Uploading Old Email to Gmail using Java
Java Programming Notes # 2404
- General Background Information
- Discussion and Sample Code
- Run the Program
- What's Next?
- Complete Program Listings
The recent availability of low cost (or no cost) Email services, (such as Google's Gmail), which provide massive storage capacity, advanced features, and lightening-fast search capability has caused many of us to rethink the way that we manage Email.
A whole new outlook
Up until recently, I managed my Email pretty much the same as almost everyone else. I downloaded the messages from several different Email accounts into an Email client program, (Netscape Mail in my case), read messages, deleted messages, filed messages, etc.
Since getting my Gmail account in May of 2005, I have discovered that there is a much better way to manage Email.
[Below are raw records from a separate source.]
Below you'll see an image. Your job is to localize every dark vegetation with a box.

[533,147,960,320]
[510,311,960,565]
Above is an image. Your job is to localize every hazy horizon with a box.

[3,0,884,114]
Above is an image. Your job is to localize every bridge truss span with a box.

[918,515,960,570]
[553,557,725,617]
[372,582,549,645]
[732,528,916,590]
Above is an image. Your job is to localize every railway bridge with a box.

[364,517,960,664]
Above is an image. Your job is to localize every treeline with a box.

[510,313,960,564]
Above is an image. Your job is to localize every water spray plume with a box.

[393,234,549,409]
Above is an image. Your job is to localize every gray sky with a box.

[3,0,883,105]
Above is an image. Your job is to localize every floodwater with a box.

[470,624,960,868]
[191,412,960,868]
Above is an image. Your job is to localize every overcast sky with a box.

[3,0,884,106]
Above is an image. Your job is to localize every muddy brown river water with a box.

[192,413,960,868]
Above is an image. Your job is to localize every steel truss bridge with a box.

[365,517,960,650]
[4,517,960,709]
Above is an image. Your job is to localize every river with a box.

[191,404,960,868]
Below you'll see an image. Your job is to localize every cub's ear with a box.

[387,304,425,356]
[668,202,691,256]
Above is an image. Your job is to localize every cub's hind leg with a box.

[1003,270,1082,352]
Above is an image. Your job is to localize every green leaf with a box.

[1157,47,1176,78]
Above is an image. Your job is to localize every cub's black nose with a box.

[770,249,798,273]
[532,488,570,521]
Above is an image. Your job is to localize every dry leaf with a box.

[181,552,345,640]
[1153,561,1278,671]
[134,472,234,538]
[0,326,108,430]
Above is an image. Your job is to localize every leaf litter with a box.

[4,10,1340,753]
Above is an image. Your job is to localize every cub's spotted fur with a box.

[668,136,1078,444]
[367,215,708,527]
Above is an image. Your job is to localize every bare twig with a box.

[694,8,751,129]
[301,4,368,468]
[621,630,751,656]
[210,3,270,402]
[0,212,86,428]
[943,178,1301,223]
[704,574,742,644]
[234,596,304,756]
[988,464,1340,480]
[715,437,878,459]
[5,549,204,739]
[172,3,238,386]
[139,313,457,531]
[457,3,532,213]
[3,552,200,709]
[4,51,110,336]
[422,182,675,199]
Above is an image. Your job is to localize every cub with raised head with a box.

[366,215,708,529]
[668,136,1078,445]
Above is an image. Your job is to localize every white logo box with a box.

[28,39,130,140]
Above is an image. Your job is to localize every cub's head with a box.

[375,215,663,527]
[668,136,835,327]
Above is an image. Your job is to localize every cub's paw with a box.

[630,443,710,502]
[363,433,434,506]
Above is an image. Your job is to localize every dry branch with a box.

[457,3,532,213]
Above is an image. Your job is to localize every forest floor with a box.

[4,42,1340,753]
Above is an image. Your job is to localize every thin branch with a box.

Quite simply, in my opinion, Gmail is the finest Email program that I have ever seen. It has completely changed my outlook (no pun intended) on how to manage Email.
Solving some operational problems
However, making the switch to Gmail does involve a few operational problems, none of which are of Google's making. The lessons in this series of lessons are intended to show you how I have elected to write special Java programs to deal with those operational problems.
You may find it useful to open another copy of this lesson in a separate browser window. That will make it easier for you to scroll back and forth among the different listings and figures while you are reading about them.
One lesson in a series of lessons
This is the second lesson in a series of lessons on the general topic of moving Email messages around among servers and local computers. The first and previous lesson in the series was entitled Consolidating Email using Java.
I recommend that you also study the other lessons in my extensive collection of online Java tutorials. You will find those lessons published at Gamelan.com. However, as of the date of this writing, Gamelan doesn't maintain a consolidated index of my Java tutorial lessons, and sometimes they are difficult to locate there. You will find a consolidated index at www.DickBaldwin.com.
Historical approach to managing Email
Up until recently, I managed my Email pretty much the same way that others did. I downloaded messages from several different Email accounts onto my hard drive using a local Email client program. In my case, that client program was Netscape mail.
I would delete most of the messages because they were identified as spam either using Netscape filters or the Netscape junk mail capability. Then I would read the remaining messages.
Delete some, file the rest
Having read the remaining messages, I would delete some of them in order to conserve disk space, and file the rest in an elaborate system of Email folders that had evolved over the years.
(I have accumulated more than 500 Mbytes of Email messages on my hard disk.)
Hmm, now where did I file that message?
Everything usually went pretty well until I needed to find a message that I had received and filed earlier. Oftentimes, I would forget which folder I had filed it in. This often resulted in a long and frequently tedious manual search. Sometimes I would try running the search feature of the Email client program, but it was so slow making one search pass through 500 Mbytes of Email messages that it wasn't really practical.
Gmail to the rescue
Then along came an opportunity to open a Gmail account, which I did mainly out of curiosity. Once I became familiar with Gmail, I quickly decided that it would form the basis of my new approach to Email management.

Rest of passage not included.